Ok so I got a checklist of what I need for my upcoming show in April but I am wondering what color breeches I should get....I am going to be showing english w/t classes. I am getting a jacket as well but I want the jacket black...I am just not sure what color breeches to get.


----------



## Gidji (Dec 19, 2008)

Cream breeches would probably be your best bet. No bright colours like pink etc. This girl is dressed appropriately. In Australia in the show ring, I've seen a lot of banana yellow breeches, but I'd say keep it traditional and go for a cream colour.


----------



## SarahHershey (Dec 17, 2009)

if you are in USA and going hunters you want a dark Navy blue jack, and taupe or cream green tinted pants. If you are wear paddock boots make sure you wear garder straps.


----------



## Ariat164 (Nov 27, 2009)

SarahHershey said:


> if you are in USA and going hunters you want a dark Navy blue jack, and taupe or cream green tinted pants. If you are wear paddock boots make sure you wear garder straps.
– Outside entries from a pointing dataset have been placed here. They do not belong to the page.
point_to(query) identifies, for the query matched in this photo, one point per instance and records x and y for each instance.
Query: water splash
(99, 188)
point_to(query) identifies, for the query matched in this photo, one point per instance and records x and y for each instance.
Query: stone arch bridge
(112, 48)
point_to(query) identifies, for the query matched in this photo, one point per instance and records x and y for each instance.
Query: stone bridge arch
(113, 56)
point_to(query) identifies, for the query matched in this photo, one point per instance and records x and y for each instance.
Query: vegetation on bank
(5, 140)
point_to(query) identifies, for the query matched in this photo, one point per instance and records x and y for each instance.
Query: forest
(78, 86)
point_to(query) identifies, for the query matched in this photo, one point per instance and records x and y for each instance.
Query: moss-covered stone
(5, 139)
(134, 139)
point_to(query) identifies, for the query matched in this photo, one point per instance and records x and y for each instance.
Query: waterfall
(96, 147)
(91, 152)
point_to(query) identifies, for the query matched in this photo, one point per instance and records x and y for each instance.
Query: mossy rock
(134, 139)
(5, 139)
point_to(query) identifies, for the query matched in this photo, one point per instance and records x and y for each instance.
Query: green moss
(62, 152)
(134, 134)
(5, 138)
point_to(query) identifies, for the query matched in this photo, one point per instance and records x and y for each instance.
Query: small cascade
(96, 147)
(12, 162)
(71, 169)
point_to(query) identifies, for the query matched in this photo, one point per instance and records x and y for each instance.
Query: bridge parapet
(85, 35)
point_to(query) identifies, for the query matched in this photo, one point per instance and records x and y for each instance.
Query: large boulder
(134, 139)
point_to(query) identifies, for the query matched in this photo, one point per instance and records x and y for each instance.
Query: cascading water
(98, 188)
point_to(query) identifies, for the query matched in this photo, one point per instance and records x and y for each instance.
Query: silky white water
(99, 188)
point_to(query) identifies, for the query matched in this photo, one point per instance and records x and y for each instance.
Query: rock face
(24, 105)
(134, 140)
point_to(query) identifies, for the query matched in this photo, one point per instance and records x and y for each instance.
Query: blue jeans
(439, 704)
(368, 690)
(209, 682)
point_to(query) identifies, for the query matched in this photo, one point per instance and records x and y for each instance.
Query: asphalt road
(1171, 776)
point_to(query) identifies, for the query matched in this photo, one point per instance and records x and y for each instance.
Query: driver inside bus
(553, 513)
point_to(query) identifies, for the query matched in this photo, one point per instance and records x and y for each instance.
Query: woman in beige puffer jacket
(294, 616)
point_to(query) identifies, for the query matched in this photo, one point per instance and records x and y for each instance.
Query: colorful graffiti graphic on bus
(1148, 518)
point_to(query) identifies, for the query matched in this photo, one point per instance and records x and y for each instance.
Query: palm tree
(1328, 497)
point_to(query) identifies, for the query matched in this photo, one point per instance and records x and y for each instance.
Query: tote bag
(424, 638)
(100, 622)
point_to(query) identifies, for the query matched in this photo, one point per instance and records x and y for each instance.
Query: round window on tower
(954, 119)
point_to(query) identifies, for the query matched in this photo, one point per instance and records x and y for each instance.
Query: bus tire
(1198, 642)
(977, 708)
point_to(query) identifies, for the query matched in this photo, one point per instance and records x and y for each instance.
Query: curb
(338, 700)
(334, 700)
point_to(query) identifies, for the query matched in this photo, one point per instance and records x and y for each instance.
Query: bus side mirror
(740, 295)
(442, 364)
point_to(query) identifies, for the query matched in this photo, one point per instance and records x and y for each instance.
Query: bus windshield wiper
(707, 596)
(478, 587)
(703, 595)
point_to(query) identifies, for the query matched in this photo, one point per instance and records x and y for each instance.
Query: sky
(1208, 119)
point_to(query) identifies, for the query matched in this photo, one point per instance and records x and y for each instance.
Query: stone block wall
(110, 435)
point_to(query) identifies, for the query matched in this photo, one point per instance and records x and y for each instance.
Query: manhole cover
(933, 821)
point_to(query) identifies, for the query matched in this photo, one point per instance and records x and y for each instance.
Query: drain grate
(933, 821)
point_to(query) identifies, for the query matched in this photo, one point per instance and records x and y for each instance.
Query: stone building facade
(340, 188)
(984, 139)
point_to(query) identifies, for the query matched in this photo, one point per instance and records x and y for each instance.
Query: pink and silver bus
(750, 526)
 the jacket doesnt have to be navy blue she can also wear brown grey or green, but make sure the color of the jacket goes well with the horse's coat color lol green looks realy good on chestnuts and bays with alot of red in thier coat


----------



## fourtwentyam (Dec 5, 2009)

Tan breeches!


----------



## LolHorse (Dec 28, 2009)

I would go with tan breaches. =) Good luck with showing!


----------



## upnover (Jan 17, 2008)

in the US you should wear tan/beige/greenish beige breeches. 

for the hunters black for jackets was out for a long long time. they're JUST now starting to come in at the bigger shows, but it's black with some sort of pattern like plaid or stripes. Navy, grey, and brown are the most common. I see some green here and there.


----------



## ~*~anebel~*~ (Aug 21, 2008)

It depends on what type of show you are going to, what type of saddle/attire your horse is in and what you plan on doing in the future.
If you are doing w/t rail classes, have an all purpose or close contact saddle and plan on showing hunters and jumpers, then tan breeches and a navy coat will be good staples to purchase now. Spend the money and get good quality breeches, and a nice coat. There are many places selling Tailored Sportsmen breeches for under $100.
If you are planning on showing dressage in the future, then the purchase of a pair of white breeches and a black jacket will serve you better. Full seat breeches are preferred if this is the route you are taking. Again, you want to go for quality. You can see EVERYTHING under white breeches, so spend the money to get a good quality pair that aren't see through!! Both my show breeches were over $300, but you can get a nice pair for around $200 if you forfeit the leather seat.

Good luck!


----------



## Void (Jun 26, 2009)

Ariat164 said:


> the jacket doesnt have to be navy blue she can also wear brown grey or green, but make sure the color of the jacket goes well with the horse's coat color lol green looks realy good on chestnuts and bays with alot of red in thier coat



Navy is more classic, versatile and ALWAYS in style. So I would also recommend a Navy jacket.


Also I'd recommend a white shirt (boring but just like the Navy coat, classic and always in style)

Get "Khaki" or "Biege"/"Fawn" breeches, I use quotations because they aren't really those color names, Khaki is more of a green, and Biege/Fawn is a creamish-brown. You don't have to buy Tailored Sportsman but I've added the link so you could see what I'm talking about color wise.
The Tailored Sportsman Professional Breech - Dover Saddlery.


----------